The governance flywheel: when recurring review findings write their own methodology rule
Every AI review finding already lands in a per-case worklist. But the patterns across cases were going unread. The flywheel reads them — and when a weakness has truly recurred, it proposes one grounded SKILL.md rule into the queue you already approve from. The SQL decides. The model only phrases. A human still signs.
A worklist nobody was reading sideways
Our AI review pass flags weaknesses one test case at a time: a missing negative path here, an untestable assertion there. Each finding lands in a persistent, resolvable worklist on the case it belongs to. That part shipped, and it works. But a worklist is read down — case by case, reviewer by reviewer. Nobody was reading it sideways.
Reading sideways is where the real signal lives. When the same category gets flagged on case after case across a whole suite — thirty-eight percent of imports have no negative path, say — that is no longer thirty-eight individual annotations. It is one sentence missing from your methodology. The per-case loop teaches one case. It never teaches the method, so the team keeps re-discovering the same gap by hand.

A real proposal card: the rule the model wrote, with the evidence that earned it — which categories, how many of how many analyzed cases.
The governance flywheel reads the worklist sideways — and when a weakness has truly recurred, it proposes the rule that would stop it at generation time.
The SQL decides. The model only phrases.
The order of operations is the whole design. A deterministic SQL aggregate runs first: group the findings by category, count the distinct cases each one touched, and divide by the analyzed population. Only a category that crosses a configured threshold — by default coverage ≥ 30% and at least eight cases — becomes a candidate. Below the line, the function returns nothing and the model is never called. The cost guard is structural, not an afterthought: no signal, no spend.
Only when arithmetic has already decided that a rule is warranted does the model get a job, and the job is narrow: write the prose for an already-justified rule. It never decides whether a rule should exist. That call belongs to a count of real, persisted findings — never to a model's opinion of what good QA looks like.
The denominator that fires hardest in the healthiest workspaces
The single correction that mattered most never touched a line of UI. It was the denominator. The naive ratio divides flagged cases by cases-that-got-flagged — which is almost always near one, so every coverage number reads enormous. We caught it before ship: a category flagged on eight cases reported as forty-two percent when the honest analyzed-rate was four percent.

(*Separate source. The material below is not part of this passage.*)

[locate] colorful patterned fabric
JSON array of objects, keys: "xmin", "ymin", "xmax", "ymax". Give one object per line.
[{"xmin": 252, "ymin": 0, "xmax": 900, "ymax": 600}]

So the denominator is the distinct cases that completed an analysis job — including the cases that were analyzed and came back clean, writing zero findings. That inclusion is the point. A clean case is evidence the method is working, and it belongs in the denominator. Drop it, and the naive ratio fires hardest in exactly the workspaces with the fewest problems — manufacturing rules a healthy suite never needed. Eight of two hundred is four percent, and four percent proposes nothing.
Provenance the approver can see, and the rule can't outrun
A reviewer asked to approve a machine-proposed methodology rule deserves to see why. So every flywheel proposal carries an immutable snapshot, written at the moment of the decision: which categories crossed, how many of how many analyzed cases, what coverage. The card renders it as the bars in the figure above — the evidence, not a black box.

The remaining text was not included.